Dalam keadaan kacau, Reinhart pulang ke rumah. Ia mengayuh sepedanya pelan-pelan. Kakinya masih terasa sakit setelah terjatuh. Hujan mengguyur semakin deras. Petir menyambar berulang kali. Langit bertambah gelap, suasana sore itu berubah menakutkan.
Perjalanan yang ditempuhnya cukup jauh. Reinhart tipe anak yang nekat. Tantangan apa pun berani dihadapinya. Hujan petir bukanlah sesuatu yang ditakutinya.
Reinhart meletakkan sepedanya begitu saja di halaman depan. Berlari masuk ke dalam rumah dengan pakaian basah dan tubuh kedinginan. Tuan Calvin, Wahyu, Clara, dan Nyonya Lola menyambutnya dengan wajah cemas.
"Rein, sini Nak." panggil Wahyu.
Betapa herannya mereka. Bukannya menghampiri Wahyu, Reinhart justru mendekat ke arah Tuan Calvin. Ia terlihat begitu kedinginan dan kelelahan. Tuan Calvin memeluknya. Mengusap-usap kepalanya dengan Reinhart. Biar bagaimana pun, Reinhart tetaplah anak kecil. Butuh bersandar di saat rapuh, dan ia bisa memilih siapa yang layak dipercaya.
"Kenapa hujan-hujanan, Sayang?
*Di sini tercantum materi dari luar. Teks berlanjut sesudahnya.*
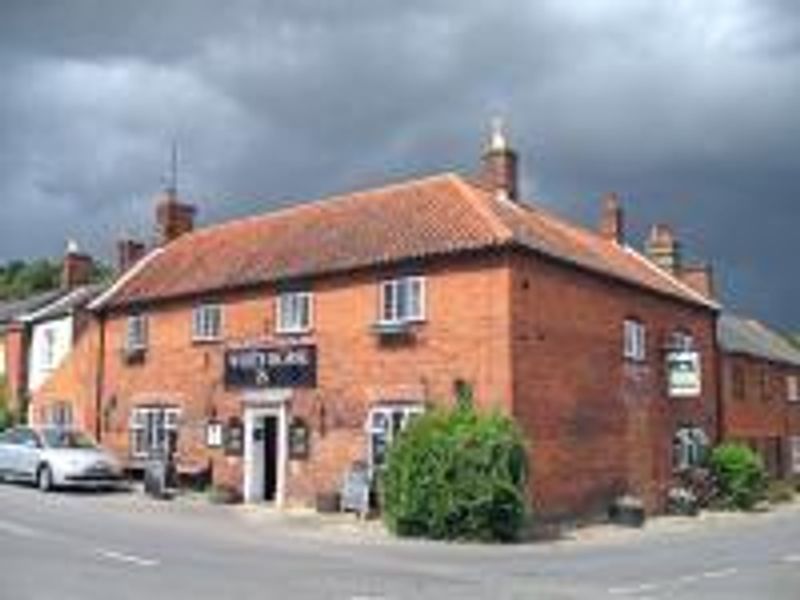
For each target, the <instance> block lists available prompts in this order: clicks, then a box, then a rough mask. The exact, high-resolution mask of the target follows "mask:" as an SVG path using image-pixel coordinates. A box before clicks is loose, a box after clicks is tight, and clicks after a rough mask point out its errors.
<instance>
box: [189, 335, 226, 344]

Hm?" bisik Tuan Calvin.
Tak menunggu jawaban, Tuan Calvin menggendong Reinhart. Memandikan anak itu. Memakaikannya baju hangat. Membuatkan susu coklat untuknya. Reinhart dekat sekali dengan Tuan Calvin. Ia nyaman bersama pria itu.
"Rein ada masalah? Coba cerita..." bujuk Tuan Calvin halus.
Reinhart masih saja diam. Menghabiskan susu coklatnya, perlahan ia menjawab.
"Teman Rein curang. Main basketnya kasar. Rein sampai jatuh."
Itu sebuah pengaduan. Ya, Reinhart mengadu dan berkeluh kesah pada Tuan Calvin. Seperti kebanyakan anak lain mengadu pada orang tuanya setelah kalah bermain.